The system that produced these results is already better than most. It runs a national programming assessment at scale, gives students multiple chances, and tracks outcomes over time. These recommendations are not a condemnation — they're the next level. The data exists. The patterns are clear. The cost of not acting is that the 181 students in the permanent S1 → S1 → S1 spiral come back for a fourth term without anything having changed for them.

They deserve better than that.

Data sources: This analysis covers 2,057,658 event logs from 13,623 unique students across three OPPE terms (25t1, 25t2, 25t3), each with two waves separated by approximately 35 days. The 151,778 student-question attempt rows are the primary unit of analysis. Waterfall percentages are calculated over all student-question attempts. Archetype analysis covers all attempts with resolved primary labels (13 categories); "Other" residual is 6.40%. Concept mastery uses public-best all-pass rate as a proxy, consistent with the psychometric model.

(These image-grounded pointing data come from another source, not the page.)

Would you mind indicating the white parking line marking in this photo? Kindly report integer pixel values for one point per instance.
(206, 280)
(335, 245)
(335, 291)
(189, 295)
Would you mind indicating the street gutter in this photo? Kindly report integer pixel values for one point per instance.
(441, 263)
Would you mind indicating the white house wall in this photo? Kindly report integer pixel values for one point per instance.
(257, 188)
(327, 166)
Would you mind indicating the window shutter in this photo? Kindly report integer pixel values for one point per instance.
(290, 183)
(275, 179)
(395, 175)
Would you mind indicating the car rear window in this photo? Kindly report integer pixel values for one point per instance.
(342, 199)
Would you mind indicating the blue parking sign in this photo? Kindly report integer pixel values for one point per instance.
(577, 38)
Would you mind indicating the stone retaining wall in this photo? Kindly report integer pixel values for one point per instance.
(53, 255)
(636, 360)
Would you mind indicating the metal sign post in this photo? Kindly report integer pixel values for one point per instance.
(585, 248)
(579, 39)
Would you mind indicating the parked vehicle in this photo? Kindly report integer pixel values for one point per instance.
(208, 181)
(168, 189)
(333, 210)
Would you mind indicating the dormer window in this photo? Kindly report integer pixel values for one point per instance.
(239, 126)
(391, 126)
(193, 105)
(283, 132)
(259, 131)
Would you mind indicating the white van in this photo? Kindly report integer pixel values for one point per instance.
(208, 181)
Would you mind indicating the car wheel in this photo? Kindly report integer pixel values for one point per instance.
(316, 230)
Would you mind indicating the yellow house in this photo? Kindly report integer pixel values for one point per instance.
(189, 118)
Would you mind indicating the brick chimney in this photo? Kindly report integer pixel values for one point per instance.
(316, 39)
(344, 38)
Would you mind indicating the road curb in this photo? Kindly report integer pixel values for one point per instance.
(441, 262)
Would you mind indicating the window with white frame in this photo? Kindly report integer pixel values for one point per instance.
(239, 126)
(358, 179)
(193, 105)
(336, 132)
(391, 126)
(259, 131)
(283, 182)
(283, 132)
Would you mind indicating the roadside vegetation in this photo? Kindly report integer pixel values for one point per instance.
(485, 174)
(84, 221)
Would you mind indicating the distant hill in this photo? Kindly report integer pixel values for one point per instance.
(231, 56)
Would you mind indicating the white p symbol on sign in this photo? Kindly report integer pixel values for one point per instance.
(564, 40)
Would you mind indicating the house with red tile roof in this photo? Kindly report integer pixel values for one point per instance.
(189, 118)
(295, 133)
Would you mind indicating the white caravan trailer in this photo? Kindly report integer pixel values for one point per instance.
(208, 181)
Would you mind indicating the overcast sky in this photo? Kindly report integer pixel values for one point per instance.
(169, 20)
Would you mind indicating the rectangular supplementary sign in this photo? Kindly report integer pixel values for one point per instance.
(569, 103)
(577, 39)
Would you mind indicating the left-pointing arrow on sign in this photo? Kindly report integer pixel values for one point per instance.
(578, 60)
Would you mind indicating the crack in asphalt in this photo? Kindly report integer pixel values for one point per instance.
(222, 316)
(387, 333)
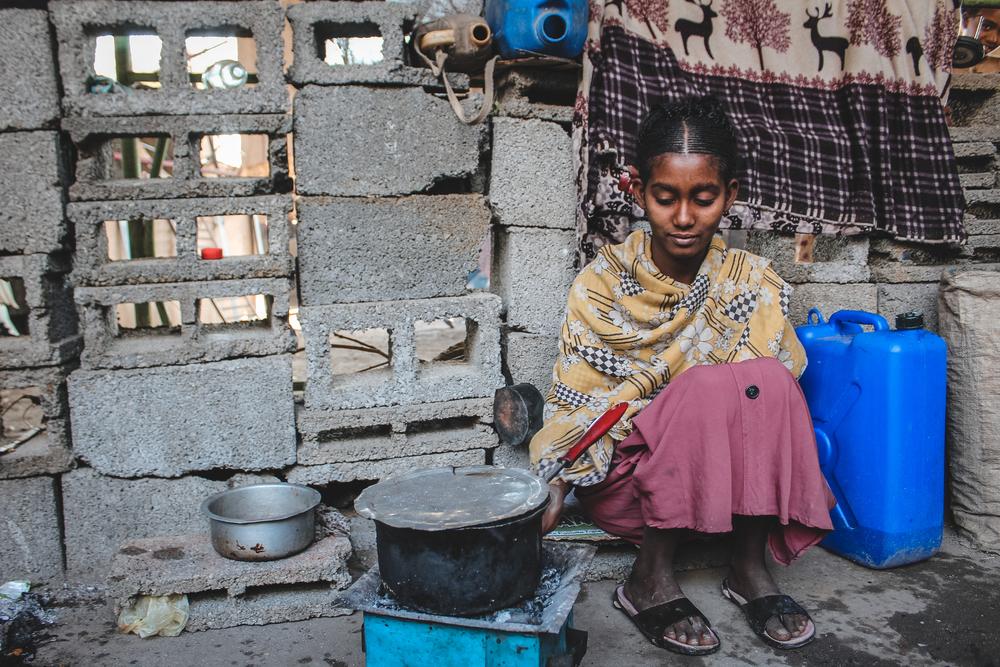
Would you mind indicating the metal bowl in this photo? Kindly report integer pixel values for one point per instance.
(262, 521)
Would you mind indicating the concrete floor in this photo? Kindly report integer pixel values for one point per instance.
(943, 611)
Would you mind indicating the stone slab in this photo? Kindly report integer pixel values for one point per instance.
(48, 452)
(52, 336)
(829, 298)
(382, 433)
(29, 529)
(532, 179)
(905, 297)
(188, 564)
(375, 470)
(92, 267)
(168, 421)
(29, 90)
(537, 92)
(406, 141)
(92, 138)
(406, 380)
(100, 513)
(532, 271)
(77, 21)
(353, 250)
(31, 218)
(263, 606)
(531, 357)
(836, 259)
(109, 346)
(314, 22)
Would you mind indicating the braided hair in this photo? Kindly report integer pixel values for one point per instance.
(691, 124)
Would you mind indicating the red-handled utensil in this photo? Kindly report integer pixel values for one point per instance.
(596, 431)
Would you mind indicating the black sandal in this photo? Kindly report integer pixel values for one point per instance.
(654, 621)
(759, 611)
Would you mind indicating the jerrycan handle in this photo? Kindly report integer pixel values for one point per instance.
(860, 317)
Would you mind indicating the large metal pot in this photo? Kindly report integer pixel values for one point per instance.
(458, 541)
(262, 521)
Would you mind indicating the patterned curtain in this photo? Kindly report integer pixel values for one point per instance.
(838, 106)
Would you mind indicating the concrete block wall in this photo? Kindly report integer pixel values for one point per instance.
(393, 206)
(39, 341)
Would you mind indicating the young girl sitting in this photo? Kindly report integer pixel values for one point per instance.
(717, 438)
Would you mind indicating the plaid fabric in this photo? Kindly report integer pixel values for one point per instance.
(837, 158)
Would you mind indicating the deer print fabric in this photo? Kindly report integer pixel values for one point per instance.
(838, 105)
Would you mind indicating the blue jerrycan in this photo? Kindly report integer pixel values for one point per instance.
(538, 27)
(877, 400)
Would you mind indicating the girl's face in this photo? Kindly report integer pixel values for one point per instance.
(684, 199)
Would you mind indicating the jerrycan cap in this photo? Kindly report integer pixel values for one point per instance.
(910, 320)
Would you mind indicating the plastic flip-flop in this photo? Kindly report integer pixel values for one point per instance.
(759, 611)
(653, 622)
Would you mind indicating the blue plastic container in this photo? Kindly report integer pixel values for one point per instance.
(877, 400)
(533, 27)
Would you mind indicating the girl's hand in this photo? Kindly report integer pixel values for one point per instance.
(557, 496)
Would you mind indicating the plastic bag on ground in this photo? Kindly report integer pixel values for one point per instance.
(151, 615)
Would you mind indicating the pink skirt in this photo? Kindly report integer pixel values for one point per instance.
(723, 440)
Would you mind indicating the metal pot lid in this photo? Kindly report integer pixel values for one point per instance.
(447, 498)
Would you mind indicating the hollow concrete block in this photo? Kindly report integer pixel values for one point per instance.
(52, 336)
(375, 470)
(100, 513)
(406, 380)
(404, 141)
(107, 345)
(92, 267)
(353, 250)
(315, 22)
(29, 528)
(172, 420)
(77, 23)
(95, 180)
(49, 451)
(31, 218)
(371, 434)
(532, 181)
(532, 271)
(29, 92)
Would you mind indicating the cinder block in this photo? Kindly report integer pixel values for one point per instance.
(51, 336)
(375, 470)
(48, 452)
(404, 141)
(91, 265)
(108, 345)
(531, 357)
(315, 22)
(29, 528)
(100, 513)
(380, 433)
(224, 593)
(354, 250)
(829, 298)
(78, 22)
(406, 380)
(532, 181)
(169, 421)
(906, 297)
(836, 259)
(94, 176)
(545, 94)
(532, 271)
(31, 218)
(29, 94)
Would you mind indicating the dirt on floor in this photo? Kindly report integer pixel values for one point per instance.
(942, 611)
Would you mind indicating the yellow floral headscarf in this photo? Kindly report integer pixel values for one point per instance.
(629, 329)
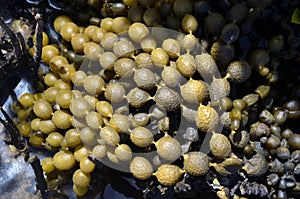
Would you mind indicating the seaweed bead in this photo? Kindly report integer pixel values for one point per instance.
(194, 91)
(141, 137)
(42, 109)
(196, 163)
(168, 148)
(168, 174)
(206, 118)
(239, 71)
(64, 160)
(141, 168)
(167, 98)
(219, 145)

Caveats: 23 of 35 question sets (Track B) have zero captured private submissions — public-best scores are used as the psychometric input for these namespaces, which slightly overstates absolute mastery (14.27% of submitters have public category > private category). The 497 all-three-term cohort is a persistent subset, not the full repeater population. S2 escape rate of 0% is based on dominant-state classification (strict lens); transitions do occur at the run level. Prerequisite graph and concept tags are heuristically generated and should be cross-checked against the actual curriculum before operational use.

Steps 4–9: Waterfall (Step 4), Process archetypes (Step 5/5a), IRT psychometrics (Step 6), Evaluation redesign synthesis (Step 7), Longitudinal analysis (Step 8), Concept knowledge modelling (Step 9).